The logical next step is to compare the polled popularity of each governor. Here is Silverberg's chart on that.
The unsurprising result is that Republicans now have a group of extremely unpopular governors — particularly Mr. Scott of Florida, Scott Walker of Wisconsin, John R. Kasich of Ohio and Paul R. LePage of Maine, all of whom have disapproval ratings exceeding 50 percent. Other Republican governors in crucial swing states like Michigan and Pennsylvania also have below-average ratings.Silverberg does not suggest that this is in anyway predictive of the likelihood that Obama will be reelected in 2012. But it certainly shows that the Republicans can expect trouble in a great many states they now have governors in.
Republicans do have a couple of bright spots — especially Susana Martinez of New Mexico and Bob McDonnell of Virginia — who remain quite popular and should have a long political future. But other Republican governors who are linked to national politics, like Rick Perry of Texas and Chris Christie of New Jersey, are not especially popular in their home states.

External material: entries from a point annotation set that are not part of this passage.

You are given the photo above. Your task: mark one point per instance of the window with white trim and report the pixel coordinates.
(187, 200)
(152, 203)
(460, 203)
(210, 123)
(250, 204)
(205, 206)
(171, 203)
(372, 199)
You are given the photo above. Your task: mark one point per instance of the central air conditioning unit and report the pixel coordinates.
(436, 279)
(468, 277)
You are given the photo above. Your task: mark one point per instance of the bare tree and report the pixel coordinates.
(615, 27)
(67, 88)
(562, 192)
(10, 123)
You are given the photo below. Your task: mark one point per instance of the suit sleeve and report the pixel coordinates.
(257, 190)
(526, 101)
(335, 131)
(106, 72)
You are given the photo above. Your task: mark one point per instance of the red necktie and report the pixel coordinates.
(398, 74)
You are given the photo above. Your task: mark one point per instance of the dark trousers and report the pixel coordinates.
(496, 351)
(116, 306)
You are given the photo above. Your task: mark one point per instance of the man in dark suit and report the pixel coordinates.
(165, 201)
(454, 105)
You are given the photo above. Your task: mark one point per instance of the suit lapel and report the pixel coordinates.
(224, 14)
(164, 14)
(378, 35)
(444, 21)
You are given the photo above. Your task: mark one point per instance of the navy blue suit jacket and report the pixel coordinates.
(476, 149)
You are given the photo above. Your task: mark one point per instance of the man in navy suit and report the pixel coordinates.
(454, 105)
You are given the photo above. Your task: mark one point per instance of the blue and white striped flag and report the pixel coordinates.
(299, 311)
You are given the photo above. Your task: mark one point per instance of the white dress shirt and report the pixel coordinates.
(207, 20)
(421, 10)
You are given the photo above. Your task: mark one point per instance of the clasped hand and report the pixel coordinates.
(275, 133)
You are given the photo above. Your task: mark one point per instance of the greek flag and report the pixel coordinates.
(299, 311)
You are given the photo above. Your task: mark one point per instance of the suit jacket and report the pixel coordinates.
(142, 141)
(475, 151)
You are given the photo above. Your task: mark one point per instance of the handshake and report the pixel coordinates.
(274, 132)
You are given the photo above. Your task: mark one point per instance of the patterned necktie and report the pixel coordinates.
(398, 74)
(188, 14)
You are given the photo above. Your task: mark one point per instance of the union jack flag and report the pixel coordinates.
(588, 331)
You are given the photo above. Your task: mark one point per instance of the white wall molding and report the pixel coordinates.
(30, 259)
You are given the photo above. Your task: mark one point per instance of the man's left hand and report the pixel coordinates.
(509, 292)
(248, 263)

It is my own opinion that when right-wing ideologue politicians find strong resistance to their ideology in the voters they have to go to for reelection that their reaction is to try to limit the ability of their opposition to be able to vote. They also will try to pass a number of punitive laws that enact their ideology and that enforce the new laws with police powers. In other words, thwarted right-wing ideologue politicians find themselves forced to abandon democracy and begin using authoritarian government. These are the techniques used in the South after Reconstruction in order to subordinate the newly freed African American citizens for a century.
Currently this explains the many efforts to pack the federal court system with ideologues from the Federalist Society, to pass and rapidly enforce anti-abortion laws the voters do not approve of, and to restrict the voting rights of minority and other likely Democratic Party voters.